I consider myself to be intelligent, very capable and hard-working. I’m a good team player and have the ability to bring out the best in people and my communication skills are shit hot – minus the swearing. This is not my ego talking, I have a large network to vouch for these things (references can be provided, should you require proof..) and my career progression has shown I can turn my hand to pretty much anything I try.

However, competition is stiff and I also face the challenge of making a career ‘switch’.  I am being picky about what I apply for, but shouldn’t I be allowed to be picky?  I’m talented and have a lot to offer.

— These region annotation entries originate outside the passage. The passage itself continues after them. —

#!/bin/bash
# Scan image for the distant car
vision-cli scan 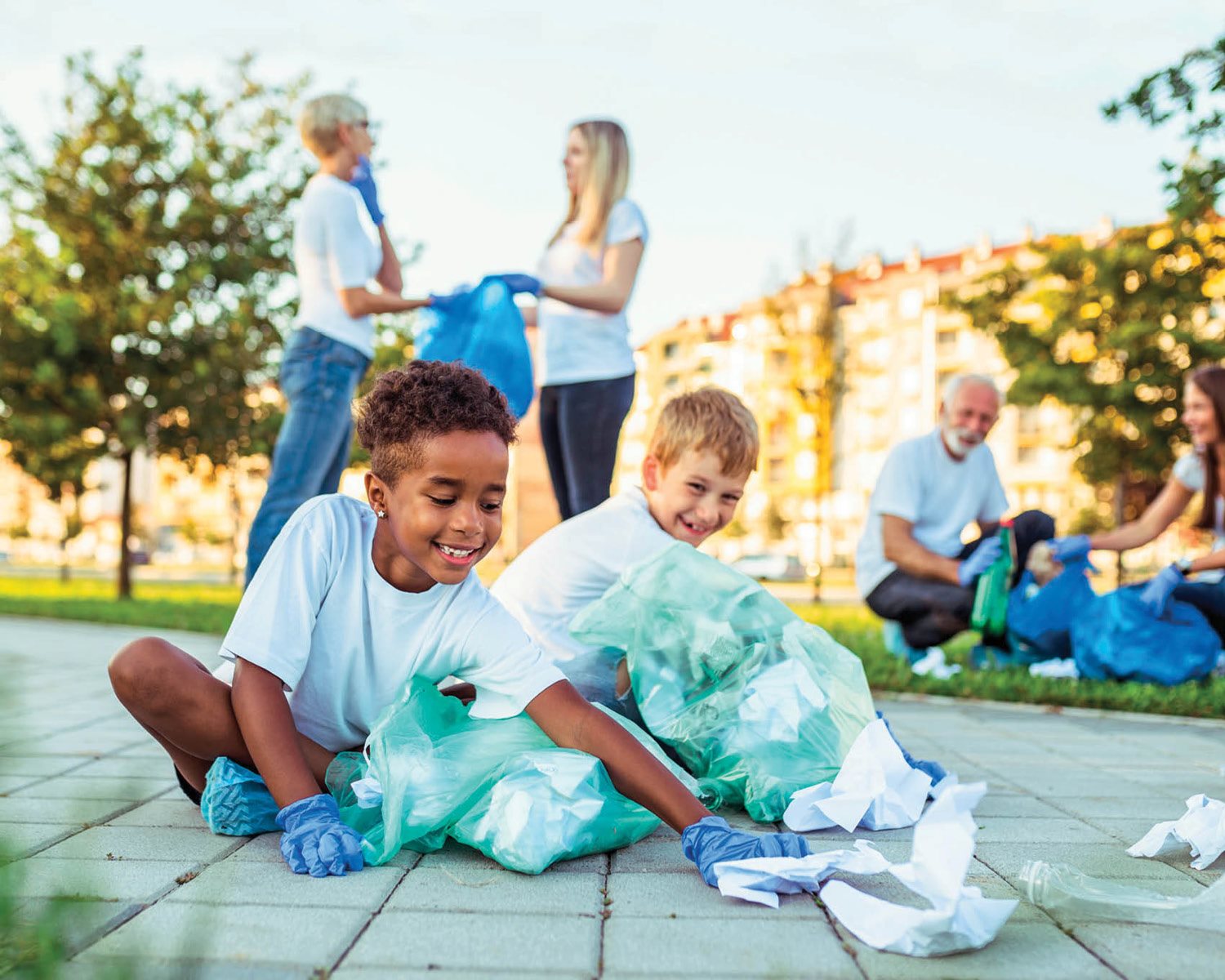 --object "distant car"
[732,555,820,582]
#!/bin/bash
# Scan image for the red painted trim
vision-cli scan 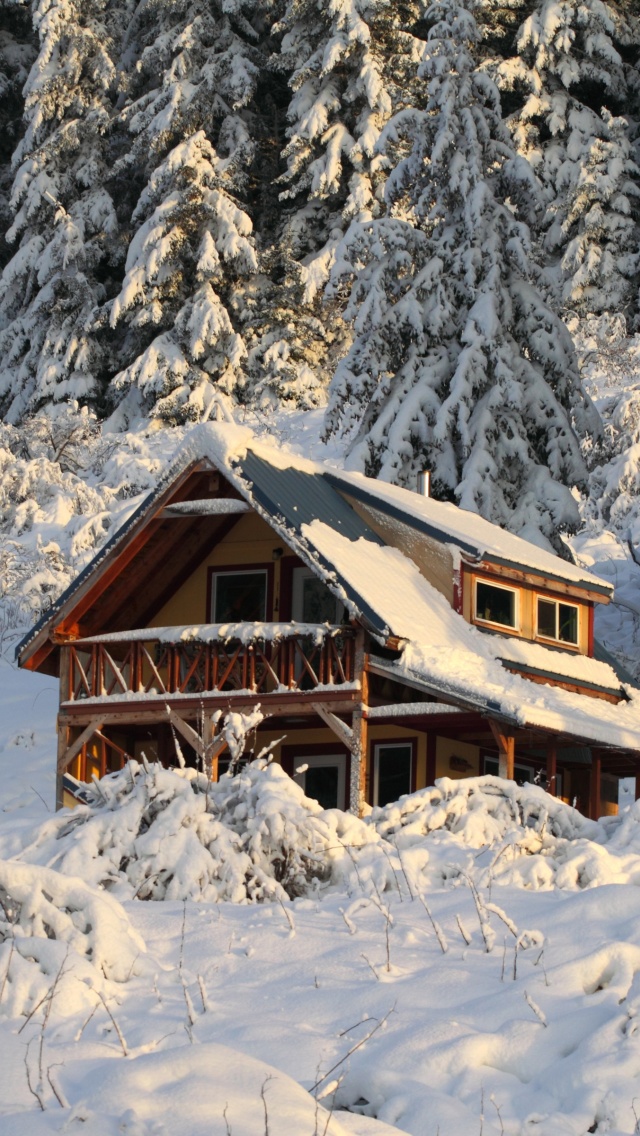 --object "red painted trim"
[454,565,465,616]
[280,742,351,810]
[426,730,438,787]
[207,560,273,624]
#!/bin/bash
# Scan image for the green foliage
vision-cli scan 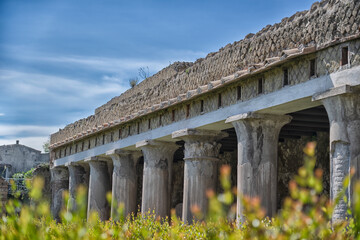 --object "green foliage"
[0,143,360,240]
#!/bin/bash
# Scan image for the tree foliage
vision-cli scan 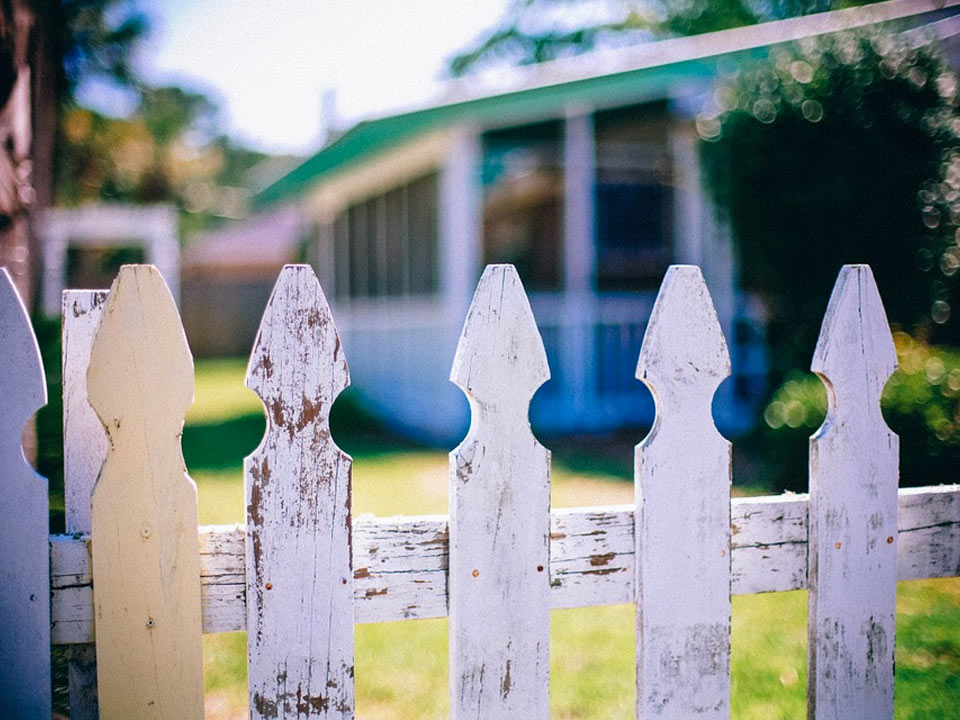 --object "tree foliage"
[56,0,266,230]
[449,0,870,76]
[697,31,960,376]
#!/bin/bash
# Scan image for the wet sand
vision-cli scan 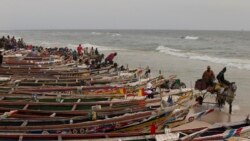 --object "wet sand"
[106,50,250,124]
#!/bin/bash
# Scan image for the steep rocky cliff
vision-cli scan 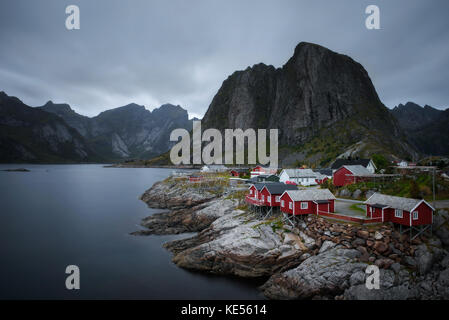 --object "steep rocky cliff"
[0,92,103,162]
[391,102,449,156]
[40,101,192,160]
[202,42,415,165]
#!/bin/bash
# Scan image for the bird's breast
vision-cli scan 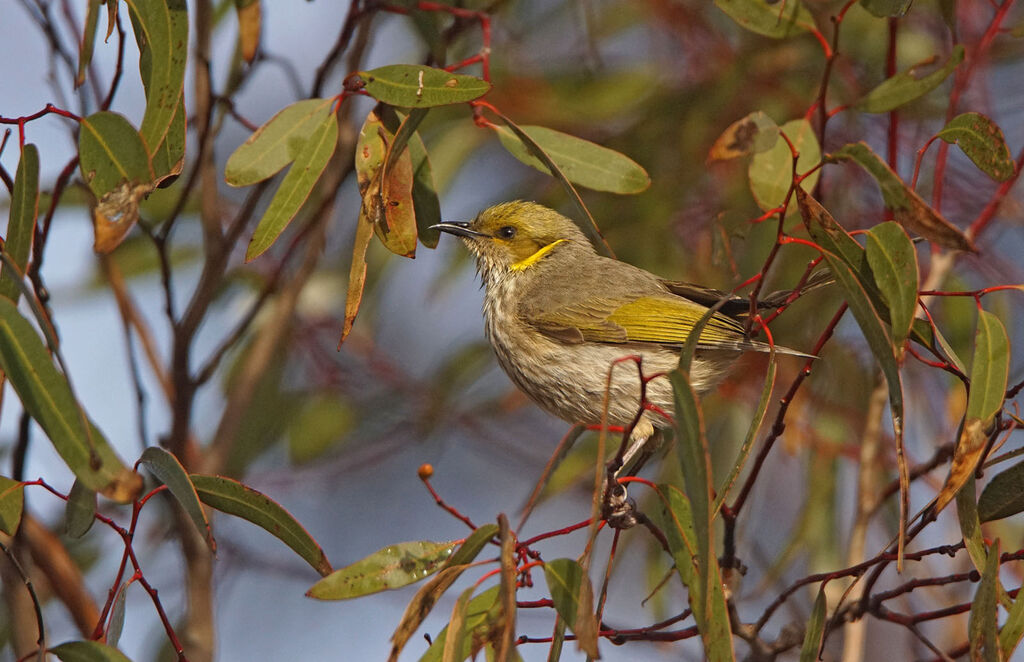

I also have a huge drive to ensure my next job makes me ‘happy’.  But striking that balance between being true to the meaningful job my heart is seeking and not giving into the ‘shit I have no job’ panic is really hard. Having been through a burnout at work, I am extremely in tune with what fulfils me and what doesn’t.

So now you have two things to judge me on; one the fact that I burnout at work and two that I’m unemployed. I’m obviously a weak character right??  Well, despite these sometimes popular assumptions, being unemployed requires a drive and strength which laughs in the face of laziness. Motivating yourself to keep applying rejection after rejection, takes a huge amount of energy and keeping the faith that things will work out can be emotionally taxing and requires continuous resilience.

Unemployment has far-reaching psychological consequences. It strips you of your identity and self-worth. And just at the time you need your confidence to be at its highest to effectively ‘sell’ yourself, it’s actually at rock-bottom. From a social perspective, it can be a very lonely place. While the rest of the world is working, I find excuses to go and drink coffee just to be around people. As a ‘people person’, the days spent alone have been the hardest.

So amongst the doom and gloom of ‘jobless-ness’, how do we ‘hang in there’.  

KEEP HOPING, STAY POSITIVE, even rejection after rejection. After all, it’s not you, it’s them. Something will crop up at the right time, but as we don’t have time-lord powers we cannot control what that time-frame will be. Spend time with people that love you. Do things that feed your soul. Listen to your favourite songs on repeat (LOUDLY). Give your services to charity. There’s a whole heap of other clichés, but they are the things that sustain the good energy you need to keep you going during the process.  AND it is just a process. It’s not personal. Someone will take a punt on you and things will work out.

The very last and most important point of all is don’t be hard on yourself (and I need to practice what I preach). You didn’t create this situation.   And, if you do feel down, angry or despondent that’s ok too. In fact, it’s completely normal, there’s an unemployment bell curve to prove it.

And remember, if you’re lonely come find me. I’ll be drinking coffee getting a ‘people watching fix’ and you’re very welcome to join me.